Par ailleurs, la pluridisciplinarité dans la prise en charge des enfants, contrairement aux recommandations de la Haute autorité de santé est rejetée. Pas de partenariat non plus avec des structures extérieures, alors que comme le rappelait déjà une première rencontre avec les agents de l’ARS en début 2011, la loi oblige les structures expérimentales à passer des conventions avec d’autres professionnels de santé, rappelle la journaliste.

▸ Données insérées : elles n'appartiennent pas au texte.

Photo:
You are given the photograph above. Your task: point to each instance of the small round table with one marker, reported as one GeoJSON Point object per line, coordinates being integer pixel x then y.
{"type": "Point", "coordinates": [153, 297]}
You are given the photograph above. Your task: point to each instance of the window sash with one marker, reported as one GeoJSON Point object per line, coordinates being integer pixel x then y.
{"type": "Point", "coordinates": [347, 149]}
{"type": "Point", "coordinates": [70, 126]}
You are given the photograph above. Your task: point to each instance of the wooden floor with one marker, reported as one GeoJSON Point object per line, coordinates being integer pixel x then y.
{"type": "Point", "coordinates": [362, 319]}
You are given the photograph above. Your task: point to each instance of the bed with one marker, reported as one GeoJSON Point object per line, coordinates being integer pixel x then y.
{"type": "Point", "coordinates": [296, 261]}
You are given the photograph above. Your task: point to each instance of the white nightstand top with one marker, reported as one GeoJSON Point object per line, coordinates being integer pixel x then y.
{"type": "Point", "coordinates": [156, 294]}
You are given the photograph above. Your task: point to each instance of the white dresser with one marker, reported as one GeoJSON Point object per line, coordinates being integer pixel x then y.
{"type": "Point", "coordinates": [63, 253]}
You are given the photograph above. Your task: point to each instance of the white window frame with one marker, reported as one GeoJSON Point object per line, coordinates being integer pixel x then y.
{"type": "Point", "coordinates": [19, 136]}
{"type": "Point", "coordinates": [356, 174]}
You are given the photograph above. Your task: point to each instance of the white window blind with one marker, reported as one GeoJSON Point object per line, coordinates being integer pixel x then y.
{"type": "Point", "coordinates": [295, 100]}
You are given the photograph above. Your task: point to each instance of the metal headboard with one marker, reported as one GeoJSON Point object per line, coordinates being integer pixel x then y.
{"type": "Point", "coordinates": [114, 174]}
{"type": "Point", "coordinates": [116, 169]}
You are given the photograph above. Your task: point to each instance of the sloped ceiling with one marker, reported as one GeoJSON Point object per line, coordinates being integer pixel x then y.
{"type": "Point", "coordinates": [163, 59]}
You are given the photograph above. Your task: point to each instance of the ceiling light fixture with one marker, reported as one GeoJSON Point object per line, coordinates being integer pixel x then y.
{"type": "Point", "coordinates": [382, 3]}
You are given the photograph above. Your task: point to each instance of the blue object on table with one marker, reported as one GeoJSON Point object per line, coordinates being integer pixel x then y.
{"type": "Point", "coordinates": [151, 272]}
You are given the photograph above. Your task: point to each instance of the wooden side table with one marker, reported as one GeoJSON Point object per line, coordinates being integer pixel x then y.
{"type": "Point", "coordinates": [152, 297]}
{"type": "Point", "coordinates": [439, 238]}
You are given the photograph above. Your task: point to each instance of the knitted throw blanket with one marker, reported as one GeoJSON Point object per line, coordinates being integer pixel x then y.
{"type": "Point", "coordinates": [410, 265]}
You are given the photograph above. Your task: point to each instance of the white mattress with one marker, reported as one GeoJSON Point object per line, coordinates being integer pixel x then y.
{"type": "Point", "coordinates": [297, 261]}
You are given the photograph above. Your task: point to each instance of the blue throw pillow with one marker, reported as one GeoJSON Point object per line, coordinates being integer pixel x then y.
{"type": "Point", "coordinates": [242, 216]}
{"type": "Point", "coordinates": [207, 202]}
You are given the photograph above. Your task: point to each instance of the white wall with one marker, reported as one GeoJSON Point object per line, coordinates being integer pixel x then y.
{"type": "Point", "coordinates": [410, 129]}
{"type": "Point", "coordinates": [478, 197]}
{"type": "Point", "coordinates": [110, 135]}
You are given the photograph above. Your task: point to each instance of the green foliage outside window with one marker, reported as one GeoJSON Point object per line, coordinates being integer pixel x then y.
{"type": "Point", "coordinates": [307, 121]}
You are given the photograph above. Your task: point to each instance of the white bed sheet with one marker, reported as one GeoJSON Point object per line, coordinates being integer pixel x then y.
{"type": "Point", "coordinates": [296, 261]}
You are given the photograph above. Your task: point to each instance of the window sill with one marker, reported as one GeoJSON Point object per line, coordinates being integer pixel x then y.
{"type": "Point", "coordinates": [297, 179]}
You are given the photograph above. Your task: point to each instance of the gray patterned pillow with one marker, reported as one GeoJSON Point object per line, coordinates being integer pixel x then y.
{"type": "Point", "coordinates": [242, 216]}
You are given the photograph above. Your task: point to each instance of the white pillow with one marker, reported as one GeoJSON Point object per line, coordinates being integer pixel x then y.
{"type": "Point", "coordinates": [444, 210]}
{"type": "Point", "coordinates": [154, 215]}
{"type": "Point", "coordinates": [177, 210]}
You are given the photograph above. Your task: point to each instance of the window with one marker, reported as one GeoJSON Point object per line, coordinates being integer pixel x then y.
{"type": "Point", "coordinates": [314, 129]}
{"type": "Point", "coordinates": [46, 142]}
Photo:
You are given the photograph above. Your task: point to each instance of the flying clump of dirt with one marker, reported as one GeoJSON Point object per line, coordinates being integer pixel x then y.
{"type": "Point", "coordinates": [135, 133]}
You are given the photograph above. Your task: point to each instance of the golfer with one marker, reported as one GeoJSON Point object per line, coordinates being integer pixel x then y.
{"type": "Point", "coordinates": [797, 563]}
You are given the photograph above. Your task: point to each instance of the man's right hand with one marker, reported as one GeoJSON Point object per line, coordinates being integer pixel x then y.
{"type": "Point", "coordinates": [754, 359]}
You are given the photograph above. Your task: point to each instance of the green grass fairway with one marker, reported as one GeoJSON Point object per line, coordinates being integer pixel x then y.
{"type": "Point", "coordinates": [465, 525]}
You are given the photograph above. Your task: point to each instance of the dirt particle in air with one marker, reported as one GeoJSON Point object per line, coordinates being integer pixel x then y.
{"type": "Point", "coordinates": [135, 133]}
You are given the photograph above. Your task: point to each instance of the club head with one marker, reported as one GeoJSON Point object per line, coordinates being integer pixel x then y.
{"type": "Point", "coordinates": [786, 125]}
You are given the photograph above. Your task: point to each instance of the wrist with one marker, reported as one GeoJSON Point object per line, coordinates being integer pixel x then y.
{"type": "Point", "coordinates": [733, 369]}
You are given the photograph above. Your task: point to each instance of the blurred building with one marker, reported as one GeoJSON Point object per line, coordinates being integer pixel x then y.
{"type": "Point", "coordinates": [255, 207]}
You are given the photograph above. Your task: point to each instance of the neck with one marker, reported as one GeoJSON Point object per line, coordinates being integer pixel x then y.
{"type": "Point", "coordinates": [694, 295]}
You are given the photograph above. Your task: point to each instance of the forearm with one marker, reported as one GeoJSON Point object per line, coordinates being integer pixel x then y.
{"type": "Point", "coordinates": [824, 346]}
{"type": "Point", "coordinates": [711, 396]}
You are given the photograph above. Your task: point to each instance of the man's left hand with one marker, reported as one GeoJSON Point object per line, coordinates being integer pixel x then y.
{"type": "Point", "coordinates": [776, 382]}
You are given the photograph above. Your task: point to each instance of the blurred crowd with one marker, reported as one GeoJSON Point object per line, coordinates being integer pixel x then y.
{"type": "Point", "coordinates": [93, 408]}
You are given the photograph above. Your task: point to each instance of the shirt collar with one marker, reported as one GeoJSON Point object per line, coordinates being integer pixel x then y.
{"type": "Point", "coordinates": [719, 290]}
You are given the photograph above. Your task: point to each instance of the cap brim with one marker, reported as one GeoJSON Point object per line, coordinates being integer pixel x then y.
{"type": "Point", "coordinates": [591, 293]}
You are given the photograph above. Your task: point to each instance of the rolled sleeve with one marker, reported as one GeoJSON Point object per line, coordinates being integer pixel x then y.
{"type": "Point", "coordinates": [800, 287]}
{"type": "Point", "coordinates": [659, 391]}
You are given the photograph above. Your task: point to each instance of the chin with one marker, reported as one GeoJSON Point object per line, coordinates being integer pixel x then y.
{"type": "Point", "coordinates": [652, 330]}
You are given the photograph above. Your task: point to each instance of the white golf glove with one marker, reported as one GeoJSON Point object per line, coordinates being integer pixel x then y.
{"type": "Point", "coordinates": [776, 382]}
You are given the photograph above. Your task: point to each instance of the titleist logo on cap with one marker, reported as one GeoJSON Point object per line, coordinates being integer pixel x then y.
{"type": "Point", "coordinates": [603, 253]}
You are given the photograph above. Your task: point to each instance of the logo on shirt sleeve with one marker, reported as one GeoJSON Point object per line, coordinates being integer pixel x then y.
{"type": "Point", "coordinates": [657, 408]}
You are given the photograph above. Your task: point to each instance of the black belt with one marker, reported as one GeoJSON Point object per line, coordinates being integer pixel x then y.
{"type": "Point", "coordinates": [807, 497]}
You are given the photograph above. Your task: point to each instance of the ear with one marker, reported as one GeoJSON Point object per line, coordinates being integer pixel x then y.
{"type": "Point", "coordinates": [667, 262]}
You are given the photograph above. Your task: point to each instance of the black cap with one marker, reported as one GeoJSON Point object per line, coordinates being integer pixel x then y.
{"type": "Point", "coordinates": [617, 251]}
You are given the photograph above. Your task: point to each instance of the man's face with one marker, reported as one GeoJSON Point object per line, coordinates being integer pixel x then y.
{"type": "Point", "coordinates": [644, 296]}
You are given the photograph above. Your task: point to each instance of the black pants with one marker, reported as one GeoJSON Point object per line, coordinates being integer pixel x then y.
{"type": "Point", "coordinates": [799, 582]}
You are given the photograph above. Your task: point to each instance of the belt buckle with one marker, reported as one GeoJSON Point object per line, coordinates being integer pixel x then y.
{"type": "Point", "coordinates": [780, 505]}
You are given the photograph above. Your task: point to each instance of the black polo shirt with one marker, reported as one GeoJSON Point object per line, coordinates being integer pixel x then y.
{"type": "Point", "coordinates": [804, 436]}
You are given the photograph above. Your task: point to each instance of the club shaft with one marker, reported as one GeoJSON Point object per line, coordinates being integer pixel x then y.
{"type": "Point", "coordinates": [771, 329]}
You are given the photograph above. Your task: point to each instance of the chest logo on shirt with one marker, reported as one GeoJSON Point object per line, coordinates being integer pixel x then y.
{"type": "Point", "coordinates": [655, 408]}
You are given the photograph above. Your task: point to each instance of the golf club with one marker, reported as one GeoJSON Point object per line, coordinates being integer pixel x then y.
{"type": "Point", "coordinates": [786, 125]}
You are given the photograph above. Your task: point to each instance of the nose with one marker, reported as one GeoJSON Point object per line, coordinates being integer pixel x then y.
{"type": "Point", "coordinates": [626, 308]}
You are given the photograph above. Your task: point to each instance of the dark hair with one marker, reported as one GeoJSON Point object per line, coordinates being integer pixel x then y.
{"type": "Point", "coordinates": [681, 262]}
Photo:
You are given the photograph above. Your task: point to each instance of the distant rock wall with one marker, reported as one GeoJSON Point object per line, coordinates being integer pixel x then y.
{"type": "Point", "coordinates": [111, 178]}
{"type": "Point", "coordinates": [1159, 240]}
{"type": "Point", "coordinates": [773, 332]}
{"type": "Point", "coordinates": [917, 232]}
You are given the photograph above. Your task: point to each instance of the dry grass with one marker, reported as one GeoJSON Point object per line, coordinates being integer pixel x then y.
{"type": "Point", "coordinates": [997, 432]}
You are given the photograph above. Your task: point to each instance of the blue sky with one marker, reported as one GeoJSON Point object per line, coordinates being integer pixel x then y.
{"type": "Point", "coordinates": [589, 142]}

Devant le souhait de parents de voir intervenir kinésithérapeutes, orthophonistes, ergothérapeutes, et autres enseignants de français ou mathématiques, Vinca Rivière rétorque qu’« ici, c’est l’ABA et rien d’autre ». En cette fin mars 2012, à Villeneuve-d’Ascq, elle s’en explique à la journaliste : « Il y a les parents qui veulent faire ça, ça et ça… mais ce n’est pas possible, ce n’est pas dans le protocole scientifique et ça peut avoir des conséquences sur la mise en place du traitement. On ne fera pas entrer dans le centre des professionnels qui n’ont pas de connaissances en analyse du comportement », « nous, en France, on ne les prend pas parce qu’ils n’ont pas la même approche scientifique que nous». Une sombre conclusion clôt le dossier sur le centre ABA de Villeneuve-d’Ascq. L’agence régionale de santé a confirmé à Sophie Dufaut que l’autorisation du centre Camus sera renouvelée.

  ** « Autisme : un courrier embarrassant pour un centre toujours cité en exemple », par Sophie Dufau.